I would further note that a number of key assumptions that were included in the 50% decarbonisation pathway modelling should not be interpreted as representing committed Government policy, and further detailed policy work and design of interventions will be necessary over the coming months, such as in the consultation and design of a national demand management strategy. Ultimately, the key objective of this modelling work was to inform our understanding of what a 50% decarbonisation pathway in transport “looks like”, rather than simply modelling of committed measures. In this way, the modelling makes clear that while it will be extremely challenging, there is an achievable pathway to 50% emissions abatement by 2030.

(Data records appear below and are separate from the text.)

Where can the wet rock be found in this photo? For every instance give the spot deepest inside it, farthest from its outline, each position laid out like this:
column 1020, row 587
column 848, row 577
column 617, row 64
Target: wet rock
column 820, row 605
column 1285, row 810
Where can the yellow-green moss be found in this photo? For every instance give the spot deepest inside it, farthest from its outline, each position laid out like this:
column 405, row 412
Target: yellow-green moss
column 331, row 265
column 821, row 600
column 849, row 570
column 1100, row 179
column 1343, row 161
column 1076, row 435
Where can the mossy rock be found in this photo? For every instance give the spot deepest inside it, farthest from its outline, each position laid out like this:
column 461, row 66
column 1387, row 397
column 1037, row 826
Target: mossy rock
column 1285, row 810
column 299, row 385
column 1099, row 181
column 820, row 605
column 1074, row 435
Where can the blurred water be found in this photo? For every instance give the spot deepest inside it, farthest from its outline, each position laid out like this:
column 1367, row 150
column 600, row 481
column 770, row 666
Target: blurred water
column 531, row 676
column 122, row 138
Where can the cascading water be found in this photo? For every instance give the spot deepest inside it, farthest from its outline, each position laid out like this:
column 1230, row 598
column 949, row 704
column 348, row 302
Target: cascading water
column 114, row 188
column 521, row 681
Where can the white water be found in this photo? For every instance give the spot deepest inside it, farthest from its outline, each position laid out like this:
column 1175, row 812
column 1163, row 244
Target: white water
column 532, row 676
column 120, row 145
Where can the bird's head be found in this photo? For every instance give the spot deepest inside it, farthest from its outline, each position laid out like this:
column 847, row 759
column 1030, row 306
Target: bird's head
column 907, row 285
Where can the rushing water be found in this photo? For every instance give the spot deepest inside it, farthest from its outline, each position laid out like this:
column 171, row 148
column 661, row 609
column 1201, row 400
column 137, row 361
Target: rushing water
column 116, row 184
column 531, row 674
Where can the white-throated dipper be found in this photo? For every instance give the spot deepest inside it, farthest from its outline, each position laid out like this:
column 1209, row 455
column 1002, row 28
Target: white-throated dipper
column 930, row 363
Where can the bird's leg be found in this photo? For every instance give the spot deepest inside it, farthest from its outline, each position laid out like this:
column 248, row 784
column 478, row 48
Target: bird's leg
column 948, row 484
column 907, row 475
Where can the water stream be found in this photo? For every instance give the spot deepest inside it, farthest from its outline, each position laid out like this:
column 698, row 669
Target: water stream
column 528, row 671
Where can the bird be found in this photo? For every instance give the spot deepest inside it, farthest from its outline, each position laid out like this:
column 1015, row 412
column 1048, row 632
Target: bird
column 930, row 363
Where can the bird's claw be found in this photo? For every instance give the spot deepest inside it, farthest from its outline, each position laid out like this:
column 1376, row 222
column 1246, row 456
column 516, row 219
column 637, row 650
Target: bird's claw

We have set out key performance indicators, KPIs, and headline 2030 targets in the chapter to make clear to all just how transformative the level and scale of change that is required to meet a 50% pathway will be. In effect, we will need to: reduce total vehicle kilometres travelled by 20%; achieve a 50% reduction in fossil fuel usage in transport; accelerate vehicle fleet transition so that approximately one in three private cars is a battery electric vehicle by 2030; ensure that walking, cycling and public transport account for 50% of daily journeys, which will require a 50% increase in daily active travel journeys and a 130% increase in daily public transport journeys; and ensure a 25% reduction in daily car journeys.
I will be happy to speak further to these work programmes and targets in the following discussion. I will conclude my opening remarks by noting that to increase both the pace of emissions reduction in transport and to improve public well-being, we need to scale and prioritise policies with transformative potential and capacity to shift our transport systems away from car dependency. This will happen through measures such as road space reallocation, the mainstreaming of on-demand shared services, communication efforts to address car-centric mindsets and a rebalancing of our funding programmes to place greater emphasis on supplying the necessary charging infrastructure and enhanced public transport services that can accelerate this transition.
Moreover, while fleet electrification and the continued use of biofuels will provide the greatest share of emissions abatement in the medium term, a key recognition of COP23 is that the required level of transport emissions abatement cannot be achieved through a reliance on technological improvements alone. Approximately 2 million tonnes of emissions abatement will have to be achieved through avoid and shift measures that address the base demand for transport, and support behavioural change and modal shift from private car usage at an individual level.
There is a huge amount of activity under way, and some of the key climate action plan work programmes that will require close cross-governmental participation over the coming months include: next steps in the consultation; development and implementation of a national demand management strategy; the continuation of major public transport infrastructural projects through the planning system; the roll-out of additional rural mobility services through the National Transport Authority's Connecting Ireland programme; and a co-ordinated and targeted communications strategy to convey the wider well-being co-benefits that can be achieved through climate action in transport. I thank the Cathaoirleach Gníomhach.